Quick and HEALTHY Shrimp and Shirataki Noodle Pho

Mmmm.... fall got me like: warm SOUP! With an upcoming trip planned to Vietnam, I have been getting inspired by playing with Asian flavours and meals. Although traditional Vietnamese Pho takes several hours to prepare, this quick version will surely meet your needs in a fraction of the time .

The best part about this soup is that it is packed with veggies and the noodles are completely GUILT FREE! Thats right! Shirataki Noodles are calorie-free, gluten-free and cook easily in broth! Be sure to rinse your noodles thoroughly before putting them in the broth as the liquid they are held in does have a slightly off-putting scent.

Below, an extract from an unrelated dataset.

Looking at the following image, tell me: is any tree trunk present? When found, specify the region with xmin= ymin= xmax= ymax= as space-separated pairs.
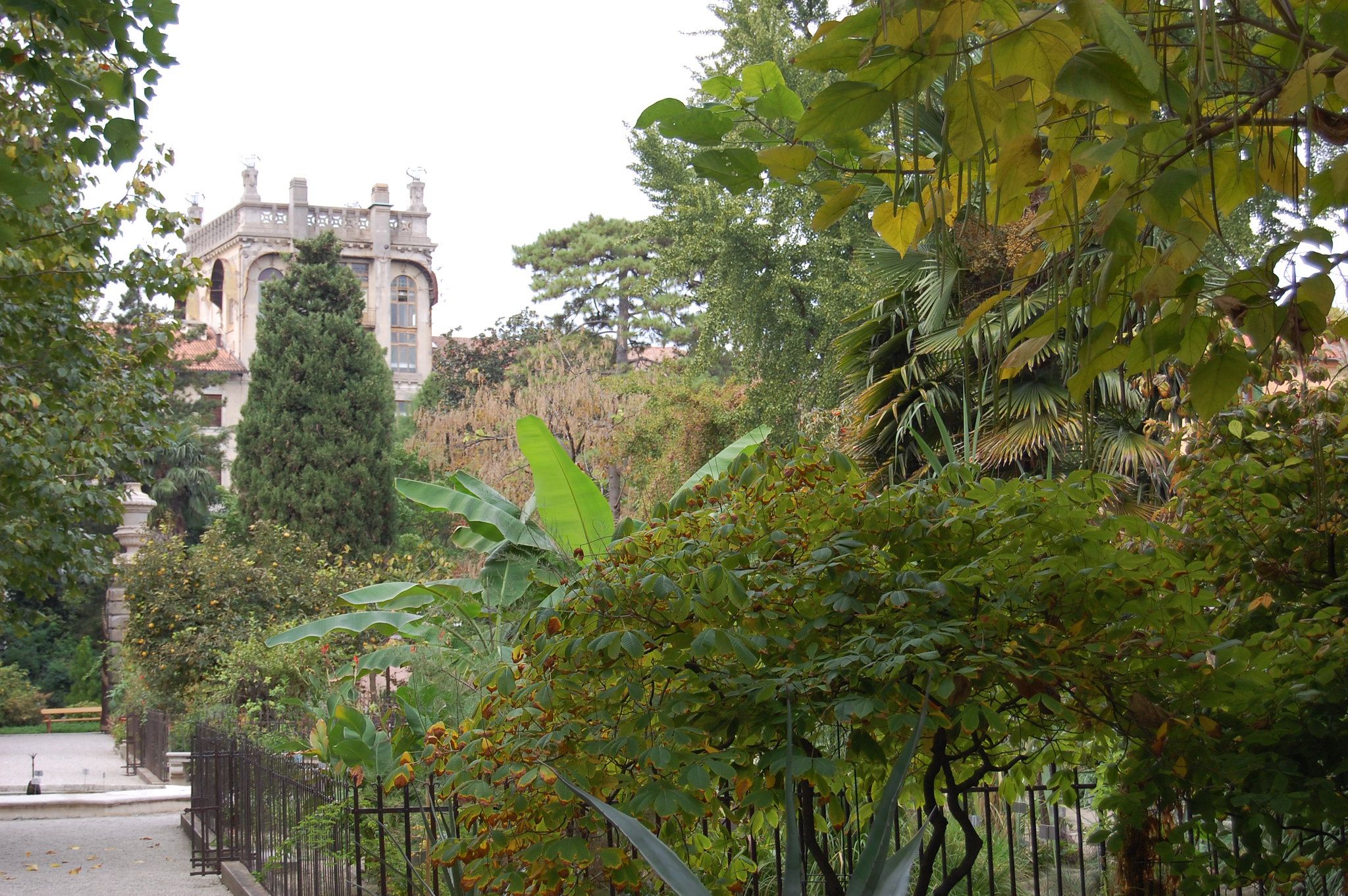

Alright! Here is your ingredient list:

1 Medium White Onion

3 Cloves of Minced Garlic

2 Cinnamon Sticks

3 Tbsp of Soy Sauce

1 Inch Square Cube of Ginger - sliced

1 Green Jalapeno Pepper (optional)

3 Packs of Shiraktaki Noodles

8 Cups of Beef (low sodium option) Broth (or Veggie Broth if preferred)

2-3 Cups of Raw or Pre-Cooked Shrimp

2 Tbsp Olive (or other) Oil

2 Tbsp Fish Sauce

3 Whole Cloves

2 Whole Star Anise Seeds

2 Tbsp Whole Coriander

Toppings:

Baby Bok Choy - 4 Cups Chopped

Bean Sprouts - To taste

Pea Shoots - To taste

Green Onion Chopped - To taste

Lime - 1-2 wedges/bowl

Sriracha to Taste

Here we go:

1. In the bottom of a large pot, place the minced garlic, sliced ginger, jalapeno and chopped onion in the olive oil and simmer for 3 minutes or until aromatic. 

2. Add the broth to the pot along with the fish sauce, soy sauce and spices (cinnamon, cloves, anise and coriander). Heat until steaming.

3. Add shrimp to warm broth cook until pink. 

4. Rinse shirataki noodles thoroughly and then add to broth. 

5. Chop all the topping veggies while leaving the broth to simmer for 10 minutes. 

6. Serve into a nice big bowl. Add as many toppings as desired and any sauces that you may want! Sriracha and Hoisin Sauce are great options.